I really struggle with forgiveness when it comes to my own family of origin and within our working lives. I have witnessed how “mending fences” was tied up with relinquishment of dignity, and more importantly, survival. Following my mother’s death, my rage has been far greater and lasting than any twinge I have leading me to forgiveness. As my friend Neha once asked me, “Is forgiveness part of healing, or is being in a healed place, a prerequisite for forgiveness?”

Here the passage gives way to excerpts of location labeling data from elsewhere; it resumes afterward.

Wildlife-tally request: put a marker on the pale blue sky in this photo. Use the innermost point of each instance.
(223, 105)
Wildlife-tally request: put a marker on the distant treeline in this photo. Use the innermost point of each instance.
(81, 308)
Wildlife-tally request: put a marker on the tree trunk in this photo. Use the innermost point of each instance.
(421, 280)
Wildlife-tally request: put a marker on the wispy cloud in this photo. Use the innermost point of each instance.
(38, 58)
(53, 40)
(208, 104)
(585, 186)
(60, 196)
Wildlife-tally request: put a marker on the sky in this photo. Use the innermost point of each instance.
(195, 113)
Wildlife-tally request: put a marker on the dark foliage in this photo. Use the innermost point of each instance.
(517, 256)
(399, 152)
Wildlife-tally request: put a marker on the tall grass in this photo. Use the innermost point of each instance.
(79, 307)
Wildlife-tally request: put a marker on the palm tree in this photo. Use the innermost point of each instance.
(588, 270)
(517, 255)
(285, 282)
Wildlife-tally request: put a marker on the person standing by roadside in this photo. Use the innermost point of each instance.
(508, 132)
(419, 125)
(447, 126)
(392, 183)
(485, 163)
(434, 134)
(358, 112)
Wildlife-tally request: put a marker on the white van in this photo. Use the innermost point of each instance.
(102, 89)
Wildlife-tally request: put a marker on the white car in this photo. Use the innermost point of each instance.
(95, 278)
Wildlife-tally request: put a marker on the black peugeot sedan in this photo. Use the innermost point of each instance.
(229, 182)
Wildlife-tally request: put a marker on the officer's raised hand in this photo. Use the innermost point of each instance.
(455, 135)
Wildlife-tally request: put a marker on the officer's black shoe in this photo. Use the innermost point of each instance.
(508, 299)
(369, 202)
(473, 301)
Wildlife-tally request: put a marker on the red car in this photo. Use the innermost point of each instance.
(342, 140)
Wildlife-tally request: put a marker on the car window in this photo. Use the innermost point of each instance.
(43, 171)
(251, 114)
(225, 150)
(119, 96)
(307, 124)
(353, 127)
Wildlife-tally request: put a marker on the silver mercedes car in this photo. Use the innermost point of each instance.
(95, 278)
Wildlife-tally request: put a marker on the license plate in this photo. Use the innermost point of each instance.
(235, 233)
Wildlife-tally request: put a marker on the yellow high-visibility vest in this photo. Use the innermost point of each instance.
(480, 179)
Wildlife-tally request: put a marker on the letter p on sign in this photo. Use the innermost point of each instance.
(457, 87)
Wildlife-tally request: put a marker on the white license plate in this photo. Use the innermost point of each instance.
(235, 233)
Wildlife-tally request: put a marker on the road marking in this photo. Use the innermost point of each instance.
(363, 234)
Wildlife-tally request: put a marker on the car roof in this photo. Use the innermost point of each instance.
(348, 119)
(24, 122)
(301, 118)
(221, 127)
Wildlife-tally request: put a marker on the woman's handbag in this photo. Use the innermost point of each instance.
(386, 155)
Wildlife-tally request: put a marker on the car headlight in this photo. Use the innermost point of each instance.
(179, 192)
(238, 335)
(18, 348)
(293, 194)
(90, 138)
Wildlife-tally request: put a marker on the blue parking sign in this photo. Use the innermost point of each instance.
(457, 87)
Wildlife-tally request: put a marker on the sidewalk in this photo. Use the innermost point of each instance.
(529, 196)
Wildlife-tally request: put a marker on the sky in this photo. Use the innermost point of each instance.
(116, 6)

It’s been four years since my mother died, and forgiveness is as mysterious of a process as grief has been for me. For a long time, I was making an apology or “taking responsibility for harm” a condition of my forgiveness. I found this 2016 study that identified six traits of an effective apology: you must express regret, explain what went wrong, acknowledge responsibility, declare repentance, offer a solution and request forgiveness. I studied restorative justice practices and listened to podcasts about narcissism and toxic masculinity, hoping to understand (and if I’m honest, diagnose) others’ behaviors, issues, addictions, and health. 

Today, I know that waiting for an apology will likely leave me disconnected from people I love. Today, I have more ability to be with my wounded self, and draw closer to my heartache. I cannot change the past. I do also have to leave some space for moving forward, but so many kinds of relationships seem to require forgetting. Too often “letting bygones be bygones”, “wiping the slate clean”, “burying the hatchet”, “letting someone off the hook”, and “grinning and bearing it” becomes a condition of them continuing. This has had grave consequences for women and others within institutions for far too long.

My forgiveness is still an under-practiced skill. I still get angry when I perceive I have to be “the bigger person.” Many people in our social good sector have been required to be “the bigger person” for far too long as well, weathering far too many setbacks, losses and betrayals, let alone interpersonal and systemic injustice. And cutting ourselves off from the ambiguity, disappointment, and discomfort inherent in social change work has grave consequences too – burnout, isolation, and complicity in unjust systems.

So what can/should forgiveness look like within our teams and organizations? In our families? For ourselves? 

I do not know what forgiveness looks like for me yet when it comes to my family of origin. I do know that when all seems so very broken, that’s when something different can emerge. With Swantje’s blood flowing in me, I ever so tentatively make a step towards that.